You could invest in zero-pressure tires with some forethought, also known as run-flat tires or self-supporting tires. Run-flats can support the weight of a vehicle for some considerable distance, sometimes more than 100 miles.
You don’t have to park your car on a busy highway or get out of the car in the cold/heat to work on repairs. Instead of being stranded in a sketchy part of town, you can keep driving for another 50 or 80 or 100 miles to the next town if need be.
To stay on course and avoid accidents, drivers with a flat zero-pressure tire have to reduce their speed to about 50mph (80km/h).
One of the top advantages of using zero-pressure tires is they offer better stability after a tire blowout. If your tire blows, the zero-pressure tire will experience better tread stabilization and less weight transfer. The drivers handling and steering will likely not be adversely affected.
Even though zero-pressure tires offer a host of advantages, drivers should avoid driving beyond the range and speed limitations. Driving for longer distances or higher speeds may increase tire disintegration.

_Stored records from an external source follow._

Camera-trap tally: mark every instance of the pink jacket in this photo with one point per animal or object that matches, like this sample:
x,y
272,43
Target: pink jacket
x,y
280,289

Also, because run-flat tires don’t bulge when low, you have to be keen and check your tire pressure monitoring system regularly. The run-flats are also more expensive and often have to be replaced sooner than regular tires.
If you need to fix a flat tire without a spare, you need to plan. Anticipate future incidents by equipping your toolbox with the right tools.
Sealant-based tire repair kits are fast and easy to use and don’t need any special skills. Fix-A-Flat may be the ultimate quick fix for tire punctures and needs no special tools or DIY skills. A puncture repair kit may require slightly higher knowledge and experience working with tools but offers a stronger puncture repair. Roadside services can provide professional services with a call where they are available.